How to Become a Desk Clerk
Being a desk clerk can be your best option if you are outgoing and enjoy keeping things orderly for those around you. You can work in a wide range of industries and meet a wide range of people. The following are steps to becoming a desk clerk:
- Get the Basic Education: For the majority of desk Clerk employment, high school graduation or a GED is required. An associate’s or bachelor’s degree in business or communications is necessary for some positions. Office etiquette, word processing software, typing, computer and multi-line phone usage, and desk clerk’s duties should all be known to them
- Recognize the essential skills: A desk clerk frequently interacts with customers for the first time, and the job calls for a variety of abilities. You ought to present a polished, courteous, and well-dressed front. Additionally, you should be proficient in grammar, spelling, composition, and personal communication. Frequently, desk clerks handle office administration duties, write emails, transfer calls, and use accounting software. They must be able to operate independently, assist clients, plan meetings and appointments, and assist other team members in time management
- Apply for Professional Certification: Professional certificates can increase the appeal of your application and resume to prospective employers. They can also aid in your understanding of the duties performed regularly by a desk clerk. The International Association of Administrative Professionals oversees the Certified Professional Receptionist credential. It stimulates ongoing development and honors professional proficiency. You must submit a one-page statement to the association outlining your qualifications for certification along with a one-year membership to the National Association of Professional Receptionists or desk clerks to be considered. Additionally, you must submit a résumé demonstrating your five years of experience working as a greeter, administrative assistant, secretary, switchboard operator, customer service representative, or information clerk. Additionally, three certificates of ongoing education from any authorized receptionist/front desk, human resources, management, or seminar are necessary. You may also substitute a diploma or certificate from an approved business or secretarial institution. A character reference letter from your employer is also required
- Create a resume: You may differentiate yourself from other applicants with a resume that is succinct, pertinent, and clear. Use phrases that frequently occur in job descriptions for receptionists, such as “courteous,” “high school diploma,” or “Microsoft Word.” Many businesses utilize search tools to find candidates that meet their most stringent requirements. Without those words, a hiring manager could not notice a résumé or cover letter
- Apply for a Job: Discuss how you resolved a confrontation with a challenging customer during interviews. Talk about your career goals and why you believe you would be a successful desk clerk.
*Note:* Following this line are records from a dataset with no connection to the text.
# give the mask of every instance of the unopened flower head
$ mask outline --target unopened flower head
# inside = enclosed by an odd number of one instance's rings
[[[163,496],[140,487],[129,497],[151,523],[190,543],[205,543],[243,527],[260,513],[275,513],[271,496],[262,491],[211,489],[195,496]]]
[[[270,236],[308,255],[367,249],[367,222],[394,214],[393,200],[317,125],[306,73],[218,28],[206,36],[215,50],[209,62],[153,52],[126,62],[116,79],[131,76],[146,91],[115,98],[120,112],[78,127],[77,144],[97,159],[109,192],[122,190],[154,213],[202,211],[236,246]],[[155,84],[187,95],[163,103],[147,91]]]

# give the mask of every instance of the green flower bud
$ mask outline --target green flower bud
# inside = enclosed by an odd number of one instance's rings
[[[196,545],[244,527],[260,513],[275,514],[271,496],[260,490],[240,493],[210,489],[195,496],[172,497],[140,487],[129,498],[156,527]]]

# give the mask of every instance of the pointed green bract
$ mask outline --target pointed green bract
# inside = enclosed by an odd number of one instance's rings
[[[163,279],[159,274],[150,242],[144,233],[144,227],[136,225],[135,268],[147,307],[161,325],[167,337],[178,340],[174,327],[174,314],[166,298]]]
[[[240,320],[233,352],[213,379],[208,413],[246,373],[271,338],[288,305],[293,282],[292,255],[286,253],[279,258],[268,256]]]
You can apply for a desk clerk position with staffing agencies in addition to traditional employers. Some entry-level desk clerks fill in for staff members who are absent due to illness or vacation at various companies.
Where to Work as Desk Clerk
Although receptionists are employed in practically every sector of the economy, many focus on them;
- Social assistance sectors include hotels, doctor’s offices, hospitals, and nursing homes.
Desk Clerk Salary Scale
According to the Bureau of Labor Statistics, the growth rate for desk clerk employment is predicted to be “little or no change” at 0% between the years 2018 and 2028. If you’re wondering, “Should I work as a front desk clerk?” It has occurred to you that you might want to consider the growth rate. Additionally, it is anticipated that 7,300 fewer desk clerk worker openings will exist by 2028.
An average desk clerk employee makes $26,669 per year or $12.82 per hour. Desk Clerk employees, meanwhile, might make upwards of $21,000 to $33,000 annually. As a result, the highest-paid desk clerk employees earn $10,000 more than the lowest-paid ones.